Google has unveiled its single largest clean energy purchase to date — a sprawling solar and battery facility in Arkansas that will ultimately rival the scale of a small power station. The Steel River Energy Center, developed with Cypress Creek Energy, will initially deliver 1 gigawatt of solar capacity and 1.9 gigawatt-hours of battery storage, enough to meet roughly 6 per cent of Arkansas’s peak electricity demand. A third phase, due online in 2029, will bring total capacity to 1.8 GW of solar and 2.9 GWh of storage, making it the largest solar installation in the United States.
The project’s location — about 30 miles north of Memphis, Tennessee — puts it just 40 miles north of a very different energy venture: Elon Musk’s xAI Colossus data centre, which is powered by an unpermitted natural gas plant. According to a Reuters investigation, xAI is running nearly 60 gas turbines without the required federal clean air permits. The plant’s pollution disproportionately affects predominantly Black neighbourhoods in Mississippi, raising serious environmental justice concerns.
Google’s approach relies on pairing solar panels with large-scale batteries to supply round-the-clock power to the grid, supporting its goal of matching electricity consumption with clean energy on an hourly basis. The company has invested alongside Cypress Creek, which secured $3.5 billion in financing for the first two phases, and will purchase the entire output. This model is designed to accelerate the deployment of hybrid renewable plants that can provide firm, dispatchable power.
For UK businesses and regulators, the contrast highlights a growing tension in how to power energy-intensive AI infrastructure.

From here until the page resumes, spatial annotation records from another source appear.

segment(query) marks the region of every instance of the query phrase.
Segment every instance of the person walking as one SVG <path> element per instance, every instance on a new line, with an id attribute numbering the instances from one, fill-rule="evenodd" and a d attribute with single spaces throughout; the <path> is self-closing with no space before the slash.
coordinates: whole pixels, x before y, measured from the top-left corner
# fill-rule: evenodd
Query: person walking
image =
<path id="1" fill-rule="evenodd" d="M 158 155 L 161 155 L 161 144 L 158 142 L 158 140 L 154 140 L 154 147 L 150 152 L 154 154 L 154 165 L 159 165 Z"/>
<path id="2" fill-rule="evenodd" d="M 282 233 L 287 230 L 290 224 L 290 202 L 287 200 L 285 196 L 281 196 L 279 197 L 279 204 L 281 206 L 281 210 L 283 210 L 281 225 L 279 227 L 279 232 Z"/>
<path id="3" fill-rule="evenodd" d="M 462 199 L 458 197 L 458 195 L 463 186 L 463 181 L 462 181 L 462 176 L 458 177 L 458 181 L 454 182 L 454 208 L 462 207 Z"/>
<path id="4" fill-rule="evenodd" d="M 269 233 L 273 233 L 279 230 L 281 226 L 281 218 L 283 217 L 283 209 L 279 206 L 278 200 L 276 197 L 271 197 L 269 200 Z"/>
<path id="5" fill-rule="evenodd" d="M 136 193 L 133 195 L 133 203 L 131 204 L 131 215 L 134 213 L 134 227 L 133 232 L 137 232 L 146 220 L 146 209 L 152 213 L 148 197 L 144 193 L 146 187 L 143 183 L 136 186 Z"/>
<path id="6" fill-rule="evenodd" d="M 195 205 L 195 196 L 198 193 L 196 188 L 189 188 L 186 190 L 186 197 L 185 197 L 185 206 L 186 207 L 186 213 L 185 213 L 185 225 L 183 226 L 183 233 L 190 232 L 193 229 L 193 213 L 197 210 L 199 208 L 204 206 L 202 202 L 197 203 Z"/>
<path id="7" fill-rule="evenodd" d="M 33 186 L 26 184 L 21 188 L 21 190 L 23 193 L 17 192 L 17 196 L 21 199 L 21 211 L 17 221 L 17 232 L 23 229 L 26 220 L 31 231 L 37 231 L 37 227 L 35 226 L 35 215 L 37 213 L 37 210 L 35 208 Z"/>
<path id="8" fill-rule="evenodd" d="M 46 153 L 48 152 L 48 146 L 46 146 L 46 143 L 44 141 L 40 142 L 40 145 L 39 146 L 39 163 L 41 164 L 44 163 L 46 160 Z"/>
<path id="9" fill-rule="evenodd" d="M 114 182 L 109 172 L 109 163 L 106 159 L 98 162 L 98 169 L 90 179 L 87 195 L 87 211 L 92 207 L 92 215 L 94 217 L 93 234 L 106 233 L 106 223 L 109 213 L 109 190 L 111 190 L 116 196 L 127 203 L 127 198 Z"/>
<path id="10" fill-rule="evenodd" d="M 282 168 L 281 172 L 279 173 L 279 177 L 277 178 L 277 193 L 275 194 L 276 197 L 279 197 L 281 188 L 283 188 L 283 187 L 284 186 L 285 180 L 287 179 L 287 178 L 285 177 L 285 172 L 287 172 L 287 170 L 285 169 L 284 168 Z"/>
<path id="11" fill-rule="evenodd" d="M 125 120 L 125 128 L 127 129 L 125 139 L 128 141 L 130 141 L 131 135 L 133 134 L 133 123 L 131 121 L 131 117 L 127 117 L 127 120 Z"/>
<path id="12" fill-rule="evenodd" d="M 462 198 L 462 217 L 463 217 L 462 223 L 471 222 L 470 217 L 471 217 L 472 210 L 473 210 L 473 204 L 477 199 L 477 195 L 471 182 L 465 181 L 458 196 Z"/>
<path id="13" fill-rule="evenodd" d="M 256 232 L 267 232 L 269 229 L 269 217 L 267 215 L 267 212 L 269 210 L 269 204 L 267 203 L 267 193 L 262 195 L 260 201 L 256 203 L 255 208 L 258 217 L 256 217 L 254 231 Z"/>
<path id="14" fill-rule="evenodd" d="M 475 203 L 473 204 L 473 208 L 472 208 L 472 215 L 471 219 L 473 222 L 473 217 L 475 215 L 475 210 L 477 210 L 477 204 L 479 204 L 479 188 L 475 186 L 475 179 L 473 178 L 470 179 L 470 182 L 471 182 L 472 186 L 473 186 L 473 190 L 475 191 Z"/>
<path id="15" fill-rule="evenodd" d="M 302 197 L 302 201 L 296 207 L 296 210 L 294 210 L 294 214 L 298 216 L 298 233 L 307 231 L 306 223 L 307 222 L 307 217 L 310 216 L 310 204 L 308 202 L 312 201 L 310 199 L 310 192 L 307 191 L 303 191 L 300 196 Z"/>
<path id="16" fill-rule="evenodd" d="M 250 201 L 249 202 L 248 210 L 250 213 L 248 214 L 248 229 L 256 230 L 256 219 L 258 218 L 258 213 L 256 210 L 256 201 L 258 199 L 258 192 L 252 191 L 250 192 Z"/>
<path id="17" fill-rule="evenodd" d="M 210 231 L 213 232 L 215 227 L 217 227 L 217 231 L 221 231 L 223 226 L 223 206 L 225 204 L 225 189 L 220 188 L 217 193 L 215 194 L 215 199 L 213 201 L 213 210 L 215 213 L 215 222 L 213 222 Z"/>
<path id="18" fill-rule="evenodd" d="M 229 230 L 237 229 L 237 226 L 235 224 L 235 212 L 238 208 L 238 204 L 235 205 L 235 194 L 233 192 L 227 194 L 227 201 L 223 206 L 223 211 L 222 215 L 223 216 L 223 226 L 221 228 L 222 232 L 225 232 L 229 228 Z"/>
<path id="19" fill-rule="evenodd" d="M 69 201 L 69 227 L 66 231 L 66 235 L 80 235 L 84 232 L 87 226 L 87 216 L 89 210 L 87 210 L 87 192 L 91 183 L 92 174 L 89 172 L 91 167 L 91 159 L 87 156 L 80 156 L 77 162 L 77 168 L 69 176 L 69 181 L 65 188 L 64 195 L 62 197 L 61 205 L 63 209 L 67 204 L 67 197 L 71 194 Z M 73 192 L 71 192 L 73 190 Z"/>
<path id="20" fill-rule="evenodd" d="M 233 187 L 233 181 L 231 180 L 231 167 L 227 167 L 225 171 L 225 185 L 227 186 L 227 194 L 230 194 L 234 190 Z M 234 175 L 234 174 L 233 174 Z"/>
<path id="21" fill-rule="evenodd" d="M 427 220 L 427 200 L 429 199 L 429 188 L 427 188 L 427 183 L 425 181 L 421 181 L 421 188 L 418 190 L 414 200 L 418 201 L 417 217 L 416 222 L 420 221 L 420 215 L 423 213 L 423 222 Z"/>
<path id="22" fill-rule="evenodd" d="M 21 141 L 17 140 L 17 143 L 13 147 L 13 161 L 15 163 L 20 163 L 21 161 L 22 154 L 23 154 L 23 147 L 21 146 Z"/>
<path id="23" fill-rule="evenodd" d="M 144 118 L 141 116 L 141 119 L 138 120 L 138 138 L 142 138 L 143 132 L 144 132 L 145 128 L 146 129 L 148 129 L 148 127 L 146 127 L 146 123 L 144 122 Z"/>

The UK’s Information Commissioner’s Office and the government are grappling with similar questions as data centre demand surges. While the EU AI Act pushes for transparency on environmental impact, the UK has yet to impose binding clean energy requirements on AI operators. Experts warn that without clear rules, the UK could see a patchwork of fossil-fuel backup plants alongside renewables, undermining net-zero targets.
“The divergence between Google and xAI is a microcosm of a global debate,” said Dr. Helen Marriott, energy policy fellow at the Centre for Climate and Innovation. “If the UK wants to attract AI investment without compromising its climate goals, it must mandate that new data centres demonstrate a credible path to 24/7 clean power, not just offsetting.” Musk, who also runs Tesla — a firm that manufactures solar panels and grid batteries — recently purchased APR Energy, a specialist in modular gas plants, signalling no immediate shift away from fossil fuels for xAI.